Misconception #2: Living Trusts protect your assets creditors.
False. A living trust is revocable. If the trust is revoked, then you (meaning the person who set up the trust) get the assets back, And in the eyes of the law (and the IRS), if you can have access to your assets at any time, then they will be treated as your individual assets and are within full reach of your individual creditors.
Misconception #3: Living Trusts will avoid probate.
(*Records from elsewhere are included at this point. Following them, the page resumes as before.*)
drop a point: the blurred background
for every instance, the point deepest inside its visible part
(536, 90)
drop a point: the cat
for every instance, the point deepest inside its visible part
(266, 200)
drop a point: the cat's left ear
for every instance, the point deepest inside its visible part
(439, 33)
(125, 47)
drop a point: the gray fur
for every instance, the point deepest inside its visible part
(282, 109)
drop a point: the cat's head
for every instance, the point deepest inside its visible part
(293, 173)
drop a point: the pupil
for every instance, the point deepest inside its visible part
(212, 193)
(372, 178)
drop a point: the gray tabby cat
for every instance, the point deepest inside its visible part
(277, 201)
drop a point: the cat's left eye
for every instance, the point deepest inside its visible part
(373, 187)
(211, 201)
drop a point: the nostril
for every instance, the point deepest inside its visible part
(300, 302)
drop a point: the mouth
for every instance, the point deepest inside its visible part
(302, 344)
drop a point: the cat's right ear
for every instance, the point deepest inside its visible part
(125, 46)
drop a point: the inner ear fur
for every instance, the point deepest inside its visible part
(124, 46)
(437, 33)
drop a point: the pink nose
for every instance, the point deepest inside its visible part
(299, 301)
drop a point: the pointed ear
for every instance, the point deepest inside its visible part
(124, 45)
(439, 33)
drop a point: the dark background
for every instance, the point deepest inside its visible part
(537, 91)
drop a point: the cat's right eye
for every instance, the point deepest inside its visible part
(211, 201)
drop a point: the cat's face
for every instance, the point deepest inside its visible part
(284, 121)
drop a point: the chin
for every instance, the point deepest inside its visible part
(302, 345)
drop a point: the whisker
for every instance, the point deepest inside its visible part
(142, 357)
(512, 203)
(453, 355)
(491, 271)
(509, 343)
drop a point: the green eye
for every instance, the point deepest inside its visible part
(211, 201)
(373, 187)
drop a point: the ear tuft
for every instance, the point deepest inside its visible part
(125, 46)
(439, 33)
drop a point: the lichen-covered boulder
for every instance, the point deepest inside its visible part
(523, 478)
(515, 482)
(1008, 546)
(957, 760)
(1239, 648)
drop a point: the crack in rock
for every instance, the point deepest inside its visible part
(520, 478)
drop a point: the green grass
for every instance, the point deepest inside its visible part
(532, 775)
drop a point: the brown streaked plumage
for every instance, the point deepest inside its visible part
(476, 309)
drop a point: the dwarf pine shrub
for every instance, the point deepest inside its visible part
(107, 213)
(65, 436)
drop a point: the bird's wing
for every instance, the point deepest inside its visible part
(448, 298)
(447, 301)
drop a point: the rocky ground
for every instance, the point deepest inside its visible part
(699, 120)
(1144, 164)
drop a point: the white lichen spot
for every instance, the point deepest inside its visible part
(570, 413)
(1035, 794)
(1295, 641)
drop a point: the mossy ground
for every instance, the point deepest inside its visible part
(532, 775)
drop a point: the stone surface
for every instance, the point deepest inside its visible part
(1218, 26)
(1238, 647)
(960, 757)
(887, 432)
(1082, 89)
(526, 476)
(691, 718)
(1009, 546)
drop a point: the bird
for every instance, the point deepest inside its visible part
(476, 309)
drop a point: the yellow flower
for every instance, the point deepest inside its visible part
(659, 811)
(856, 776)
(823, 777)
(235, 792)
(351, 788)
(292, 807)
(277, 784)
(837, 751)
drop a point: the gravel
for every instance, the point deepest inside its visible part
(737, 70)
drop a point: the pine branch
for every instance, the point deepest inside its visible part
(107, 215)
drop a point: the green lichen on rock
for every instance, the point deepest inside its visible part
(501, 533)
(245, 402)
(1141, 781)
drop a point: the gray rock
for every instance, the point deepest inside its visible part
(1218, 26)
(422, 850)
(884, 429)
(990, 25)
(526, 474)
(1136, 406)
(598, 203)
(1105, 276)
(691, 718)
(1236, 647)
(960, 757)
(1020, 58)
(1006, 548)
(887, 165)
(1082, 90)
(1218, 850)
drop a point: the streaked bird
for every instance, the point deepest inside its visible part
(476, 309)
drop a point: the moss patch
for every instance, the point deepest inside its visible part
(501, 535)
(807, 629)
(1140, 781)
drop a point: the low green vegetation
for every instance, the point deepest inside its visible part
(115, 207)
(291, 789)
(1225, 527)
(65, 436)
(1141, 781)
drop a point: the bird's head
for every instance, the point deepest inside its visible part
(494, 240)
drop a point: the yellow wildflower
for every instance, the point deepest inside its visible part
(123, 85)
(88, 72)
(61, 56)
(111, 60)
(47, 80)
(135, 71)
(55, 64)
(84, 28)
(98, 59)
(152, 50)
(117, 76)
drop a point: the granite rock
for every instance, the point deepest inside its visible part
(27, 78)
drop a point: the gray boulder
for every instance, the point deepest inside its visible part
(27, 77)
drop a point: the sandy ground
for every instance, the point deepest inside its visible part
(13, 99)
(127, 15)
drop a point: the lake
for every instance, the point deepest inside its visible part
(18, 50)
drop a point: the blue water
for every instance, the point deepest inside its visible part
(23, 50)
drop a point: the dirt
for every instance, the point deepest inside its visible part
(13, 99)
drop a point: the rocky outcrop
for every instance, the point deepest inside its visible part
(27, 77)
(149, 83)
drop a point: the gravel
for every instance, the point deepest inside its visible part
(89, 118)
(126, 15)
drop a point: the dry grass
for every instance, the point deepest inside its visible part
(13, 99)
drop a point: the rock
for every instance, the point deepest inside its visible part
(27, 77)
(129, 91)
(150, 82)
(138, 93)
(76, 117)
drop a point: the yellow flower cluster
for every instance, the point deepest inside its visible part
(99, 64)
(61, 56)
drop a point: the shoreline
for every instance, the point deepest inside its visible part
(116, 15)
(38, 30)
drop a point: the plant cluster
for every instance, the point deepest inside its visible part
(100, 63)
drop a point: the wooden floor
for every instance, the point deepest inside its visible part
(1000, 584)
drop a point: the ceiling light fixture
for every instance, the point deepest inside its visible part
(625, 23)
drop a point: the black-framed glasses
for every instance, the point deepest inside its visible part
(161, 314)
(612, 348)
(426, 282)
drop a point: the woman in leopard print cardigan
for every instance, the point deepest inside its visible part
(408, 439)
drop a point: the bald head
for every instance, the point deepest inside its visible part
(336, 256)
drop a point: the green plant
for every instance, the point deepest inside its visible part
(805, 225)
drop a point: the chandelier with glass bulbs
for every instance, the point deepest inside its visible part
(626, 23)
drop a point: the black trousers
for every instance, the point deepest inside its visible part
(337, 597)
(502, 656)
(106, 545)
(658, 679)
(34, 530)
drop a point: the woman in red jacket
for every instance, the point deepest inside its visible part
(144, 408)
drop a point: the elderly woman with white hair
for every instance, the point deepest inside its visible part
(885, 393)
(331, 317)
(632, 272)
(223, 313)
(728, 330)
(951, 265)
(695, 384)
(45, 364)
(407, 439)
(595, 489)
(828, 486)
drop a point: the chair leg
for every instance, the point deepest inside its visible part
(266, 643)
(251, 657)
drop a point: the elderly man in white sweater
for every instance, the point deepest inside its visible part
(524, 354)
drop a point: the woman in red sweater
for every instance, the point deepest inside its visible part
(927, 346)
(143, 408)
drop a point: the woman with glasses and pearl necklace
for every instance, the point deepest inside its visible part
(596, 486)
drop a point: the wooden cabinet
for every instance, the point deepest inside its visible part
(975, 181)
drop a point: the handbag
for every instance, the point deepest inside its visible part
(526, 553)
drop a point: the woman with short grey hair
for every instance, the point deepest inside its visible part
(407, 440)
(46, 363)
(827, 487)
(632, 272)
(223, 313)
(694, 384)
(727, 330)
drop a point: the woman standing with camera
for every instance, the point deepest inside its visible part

This is true. This fact has been repeatedly pitched by many lawyers and financial professionals alike over the last decade. Technically a living trust will avoid the court’s probate process. But here is the catch – in order to do so, ALL of your assets need to be titled (or re-titled) in the name of the trust. For example, after you have a living trust drafted, you need to execute a new deed for your house naming the living trust as the owner of the real estate. All your bank accounts, brokerage accounts, etc. all need to be in the name of the living trust. If at any point before you die, you forget or fail to do this for any of your assets, an estate will have to be opened on your behalf and your beneficiaries will have to go through the court’s probate process to take ownership of the assets that were never transferred to the trust. This is a situation that I see fairly often: A couple has a trust drafted for them, but that is the end of the process. They never retitle their assets in the name of the trust. In this situation, when the couple who set up the trust die, their beneficiaries will have to administer both a trust AND an estate, thus totally defeating a major selling point of the trust.
Misconception #4: I have a trust so I do not need a will.
False. Let’s say you and your spouse set up a trust and properly retitled everything in the name of the trust like you were supposed to do. And you and your spouse also decided that a will was not necessary, because you really did not want to spend more money on lawyers’ fees to have wills drafted. Supposed you and your spouse both died unexpectedly in a car crash, but 4 months earlier you inherited a Potter County mountain house from your recently deceased grandfather. The inherited house would be part of your estate, not the trust. But if you had what is called a “pour-over will”, that house would automatically be transferred to the trust upon your death, and there would be no need for an estate to be opened upon your death. So while you view a trust as a will substitute, a will is also a very important part of an estate plan that contains a trust.
There are undoubtedly situations which justify the drafting of a Living Trust, but the large majority of folks who want one, have based their conclusion on bad information. Before you waste thousands of dollars on have one drafted, sit down with a knowledgeable and experienced estate planning attorney who will give you an honest analysis of your situation.